RFR(S): 8210024: JFR calls virtual is_Java_thread from ~Thread()

Markus Gronlund markus.gronlund at oracle.com
Fri Nov 16 09:52:06 UTC 2018


Thanks David,

I tried for that location in my first try, but as it currently stands, and as the comment points out:

  // Note: at this point the thread object may already have deleted itself.
  // So from here on do not dereference *this*.

JavaThreads were already deallocated post "this->run()", so I did not even dare check the type of the thread there.

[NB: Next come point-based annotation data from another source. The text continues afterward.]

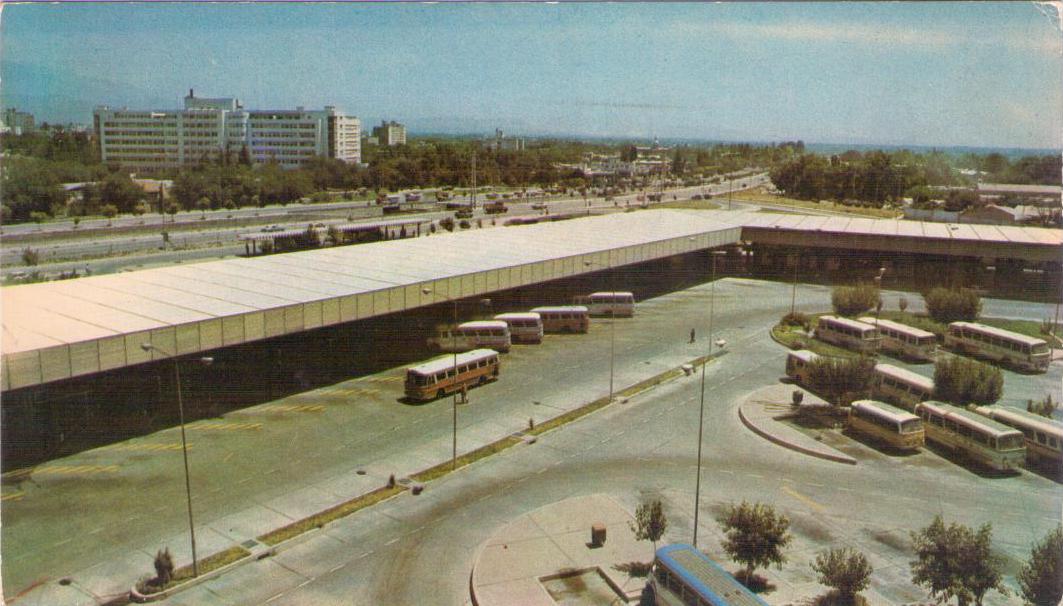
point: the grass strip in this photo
(320, 519)
(468, 458)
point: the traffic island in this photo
(580, 549)
(764, 413)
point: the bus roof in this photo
(884, 410)
(905, 374)
(1017, 417)
(918, 333)
(847, 322)
(484, 324)
(999, 333)
(448, 362)
(519, 316)
(806, 355)
(712, 582)
(969, 419)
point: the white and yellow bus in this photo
(450, 373)
(981, 439)
(612, 304)
(900, 386)
(889, 424)
(1028, 353)
(847, 334)
(493, 334)
(1044, 437)
(524, 327)
(905, 340)
(797, 363)
(564, 319)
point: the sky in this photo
(981, 74)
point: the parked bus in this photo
(685, 576)
(450, 373)
(993, 444)
(467, 336)
(900, 386)
(905, 340)
(847, 333)
(1044, 437)
(564, 319)
(1028, 353)
(895, 427)
(523, 327)
(612, 304)
(797, 363)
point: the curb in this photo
(772, 438)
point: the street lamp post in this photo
(701, 413)
(184, 442)
(612, 323)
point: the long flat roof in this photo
(58, 330)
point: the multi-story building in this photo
(18, 122)
(207, 129)
(390, 133)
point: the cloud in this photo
(1047, 41)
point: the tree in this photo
(650, 522)
(956, 561)
(854, 300)
(1041, 578)
(756, 536)
(947, 305)
(963, 381)
(845, 570)
(1044, 407)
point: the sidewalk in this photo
(763, 410)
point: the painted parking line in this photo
(145, 447)
(222, 426)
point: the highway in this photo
(259, 467)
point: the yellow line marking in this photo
(224, 426)
(804, 499)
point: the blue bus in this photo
(685, 576)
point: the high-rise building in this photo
(18, 122)
(207, 129)
(390, 133)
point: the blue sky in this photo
(985, 74)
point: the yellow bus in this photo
(1044, 437)
(905, 340)
(889, 424)
(450, 373)
(847, 334)
(1028, 353)
(980, 438)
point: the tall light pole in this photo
(184, 442)
(612, 322)
(701, 413)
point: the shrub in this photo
(845, 570)
(962, 381)
(854, 300)
(841, 381)
(952, 304)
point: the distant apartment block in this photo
(390, 133)
(502, 142)
(18, 122)
(207, 129)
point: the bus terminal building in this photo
(74, 362)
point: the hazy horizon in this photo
(931, 76)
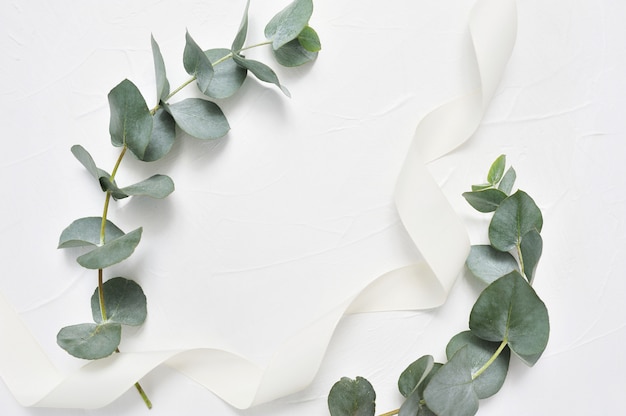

Great if you are doing things in this area, I can then follow-up on your work.

Cheers
Markus

-----Original Message-----
From: David Holmes 
Sent: den 16 november 2018 10:47
To: Markus Gronlund <markus.gronlund at oracle.com>; Kim Barrett <kim.barrett at oracle.com>
Cc: hotspot-runtime-dev at openjdk.java.net; hotspot-jfr-dev at openjdk.java.net
Subject: Re: RFR(S): 8210024: JFR calls virtual is_Java_thread from ~Thread()

Hi Markus,

We now have the shared non-virtual Thread::call_run method that can be used for common initialization before run(), and common tear-down after
run() (for threads that actually terminate). I'm looking at moving the NJT-list de-registration there due to a problem with terminating threads not actually getting deleted.

David

On 16/11/2018 7:36 pm, Markus Gronlund wrote:
> Hi Kim,
> 
> I agree it is not ideal to have a separate thread manipulating another threads "thread local", although the subsystem supports this in the case where they are not concurrent.
> 
> It was not built for this originally; originally it was built under the assumption that the threads themselves deregister via Jfr::on_thread_exit() before leaving the system, similar to what JavaThreads do inside JavaThread::exit().
> 
> However, as David pointed out, for NonJavaThreads this might not be the case.
> 
> I could not find an equivalent to JavaThread::exit() for NonJavaThreads that are non-platform specific, so the deregistration hook ended up in the NonJavaThread destructor.
> 
> If we can pinpoint a stable, non-platform specific exit location for NonJavaThreads, then this can be re-asserted to be thread local.
> Do you know of any such location?
> 
> Thanks
> Markus
> 
> 
> -----Original Message-----
> From: Kim Barrett
> Sent: den 16 november 2018 07:42
> To: Markus Gronlund <markus.gronlund at oracle.com>
> Cc: hotspot-runtime-dev at openjdk.java.net; 
> hotspot-jfr-dev at openjdk.java.net; David Holmes 
> <david.holmes at oracle.com>
> Subject: Re: RFR(S): 8210024: JFR calls virtual is_Java_thread from 
> ~Thread()
> 
>> On Nov 14, 2018, at 7:30 AM, Markus Gronlund <markus.gronlund at oracle.com> wrote:
>>
>> Hi again,
>>
>> Here is an updated webrev reflecting David's feedback.
>>
>> This feedback actually discovered a bug in the release code, for the situation where a thread running the release for another threads thread local buffer (a situation that could manifest with NonJavaThreads), would have asserted deeper in the release code, because it would have attempted to reserve a promotion buffer using "t" instead of itself. Subsequent asserts would then have trapped in the check for Thread::current() == t.
>> Thanks again David.
>>
>> The updated webrev takes care of this situation as well as making the presuppositions (stated below) more explicit using assertions.
>> Webrev02: http://cr.openjdk.java.net/~mgronlun/8210024/webrev02/
> 
> I found it very confusing to be passing around a JfrThreadLocal / Thread pair that are unrelated.  Are they really allowed to be so?  It looks like it, but that’s pretty hard to determine.  Maybe the parameters should have more descriptive names, like “current_thread” or something (rather than “t” or “thread”), and I’m not sure what for the JfrThreadLocal to indicate it need not be related to the thread.  Or maybe the current thread shouldn’t be passed through all these layers, but should just be obtained down at the leaf where it’s needed?